Improving RODI filter water conversion

zeroinverse

New member
In the cold winter months RODI water filters do not work that well due to the cold water being denser and significantly lowering your filtering ability and increasing time to filter water.

Normally, you may get a 1:4 ratio of filtered water vs waste water. With the denser cold water, your ratio may go to 1:6 to 1:8 or more. That means (a) you are wasting more water down the drain. For a 20 gal water change that means maybe 120-160 gal of waste water instead of 80 gal.

Also, it takes longer time to make the same water. A 75 GPD (filtered water device may decrease to a 40GPD filter, etc.

The culprit is water temperature/density.
RODI filters are meant to be run optimally at 70-80 deg F. Cold water, especially during winter is like 45-50 deg. That's 20-30 deg difference.

My solution, use an anti-sweat valve.
ImageUploadedByTapatalk1357622355.338632.jpg
 
Anti-sweat valves are used in areas MUCH colder than California where very cold water enters warm houses (in particular toilets). This causes the cold water to cool the toilet reservoir so much that water condenses on outside of the toilet reservoir and causes a lot of "sweating" onto your bathroom floor.

Anyways, anti-sweat valves work by combining cold water with an adjustable hot water. You could do this with a T-fitting, but you would probably end up with higher cold water back pressure pushing cold water into your hot water pipes. Not a good idea if your RODI will be running for 4-10 hours to make water and you try to take a shower. You'll get luke-warm water.

Anti-sweat valves have one-way valves built into each inlet. This means no cold water can enter hot water inlet line and no hot can enter the cold inlet line.

Anti-sweat valves allow you to adjust HOW much hot water you want to mix/combine. So you basically adjust it to around 70-80 deg F outlet temperature.

NOTE: remember, when it is summer, your cold water line will get warmer, so either you need to adjust it again as weather warms up, or you need to lower the mixed outlet water temperature now a few degrees (during winter) so water can rise a bit and not exceed 90-100 deg F.

Too hot water temperature (above 100-120 deg F) will ruin your RO membrane.
 
Go Ron. ;) I've noticed the drop off during colder times also. My RO unit is in the garage so def affected.
 
So how do you make it and how much does it cost...

Parts:
Anti-sweat valve ($15 on Amazon)
I bought a used one on Amazon - $8 (free shipping)
This uses 1/2 FIP for inlet & outlets.

Dual outlet shutoff valve ($18 each, need two, one for hot, one for cold water)
(I used dual outlet with teo knobs so I can independently shutoff the water lines to RODI).
My house copper pipes are 5/8, so I got a 5/8" compression inlet with two 3/8" compression outlets.

3/8" compression to 1/2" FIP braided faucet connector (12" long in
my case). ($6 each, need two, one of hot, one for cold).

1/2" FIP to 1/2" FIP braided pipe ($8, new one)
Connects outlet of anti-sweat valve to my RODI filter (in this case, it goes to a ball valve & then RODI Johnny Quest 1/4 plastic piping.

ImageUploadedByTapatalk1357623529.056163.jpg

Total cost:
$15+$18+$18+$6+$6+$8
$71 total cost.

Technically, you should already have some of the parts already if you hooked up your cold water faucet line to RODI.

For me, it cost me about $50 for the modification.

And no I can make water faster (in case I forget to make it ahead of time). And less water goes down the drain (volumetrically).

Yes, some people will argue I am dumping lukewarm water down the drain and therefore also wasting natural gas that is used to heat my water heater. But for me, I just want to cut my RODI water production time in half (during winter months).
 
Go Ron. ;) I've noticed the drop off during colder times also. My RO unit is in the garage so def affected.

Yup!
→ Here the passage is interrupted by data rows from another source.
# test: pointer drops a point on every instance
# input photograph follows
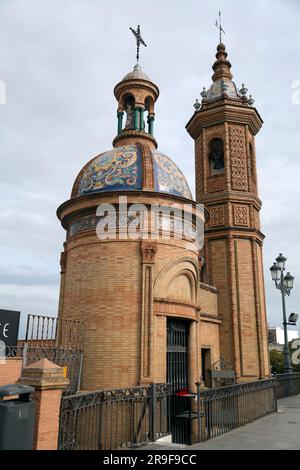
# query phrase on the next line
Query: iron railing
(54, 332)
(288, 384)
(220, 410)
(69, 358)
(112, 419)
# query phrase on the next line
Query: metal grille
(177, 372)
(53, 332)
(177, 375)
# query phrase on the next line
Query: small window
(216, 156)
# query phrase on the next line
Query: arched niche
(178, 281)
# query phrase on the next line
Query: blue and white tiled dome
(122, 169)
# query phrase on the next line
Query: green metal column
(150, 124)
(120, 121)
(136, 118)
(142, 124)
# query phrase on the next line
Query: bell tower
(223, 127)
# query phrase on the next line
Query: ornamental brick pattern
(233, 241)
(217, 216)
(238, 158)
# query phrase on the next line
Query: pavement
(277, 431)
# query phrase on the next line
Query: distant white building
(276, 335)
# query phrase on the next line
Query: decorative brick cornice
(148, 249)
(209, 288)
(220, 112)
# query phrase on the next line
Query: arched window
(129, 103)
(216, 156)
(149, 106)
(251, 161)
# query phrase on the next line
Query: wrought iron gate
(177, 376)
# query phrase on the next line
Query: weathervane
(219, 26)
(139, 41)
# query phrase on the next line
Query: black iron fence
(71, 359)
(111, 419)
(57, 339)
(288, 384)
(220, 410)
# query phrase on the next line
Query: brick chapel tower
(224, 126)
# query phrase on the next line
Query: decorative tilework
(168, 177)
(116, 169)
(241, 216)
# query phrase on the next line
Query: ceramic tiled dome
(122, 169)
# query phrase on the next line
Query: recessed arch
(178, 281)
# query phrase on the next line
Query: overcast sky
(60, 60)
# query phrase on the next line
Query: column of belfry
(224, 129)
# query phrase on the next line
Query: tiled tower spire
(224, 126)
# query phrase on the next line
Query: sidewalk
(277, 431)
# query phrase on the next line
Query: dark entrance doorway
(206, 366)
(177, 375)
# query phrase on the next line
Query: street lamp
(285, 285)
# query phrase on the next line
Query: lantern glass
(288, 281)
(275, 272)
(280, 260)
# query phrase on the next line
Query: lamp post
(285, 285)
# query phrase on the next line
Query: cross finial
(219, 26)
(139, 41)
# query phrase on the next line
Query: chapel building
(159, 307)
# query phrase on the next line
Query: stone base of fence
(10, 370)
(49, 381)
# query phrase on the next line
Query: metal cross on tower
(219, 26)
(139, 41)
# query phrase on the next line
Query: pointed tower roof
(137, 73)
(222, 65)
(222, 86)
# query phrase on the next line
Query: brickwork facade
(233, 241)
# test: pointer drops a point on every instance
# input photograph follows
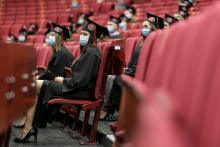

That's what I noticed. I turned it on overnight and maybe only got 10 gals in my 35 gal Rubbermaid trashcan when I woke up. That's like 6 hours for a 75 GPD that should be doing like about 20 gal for the 6 hours.
So I researched it and found that I could use a electric water heater in vat of water to warm up a long tubing before running it into RODI filter. That just seemed more expensive (electricity vs natural gas), plus the heat transfer is not that great so I may only raise water temperature by 10 degrees if that. That's 45 deg up to 55 deg and I'm trying to get it up to 70-80 deg.

In order to do that your water vat & electric water heater would need to be like 100 deg F so that the cold water can meet halfway to get to 70-80 deg F.
That's probably like a 200-300W heater running for 6 hours.

Since we already use so much electricity for fish tank (ie we are in a higher electricity price tier)... I wanted a "cheaper" solution.
 
I think we are going to have to rename you our mad scientist LoL. Fun to see another reef maniac having fun with it.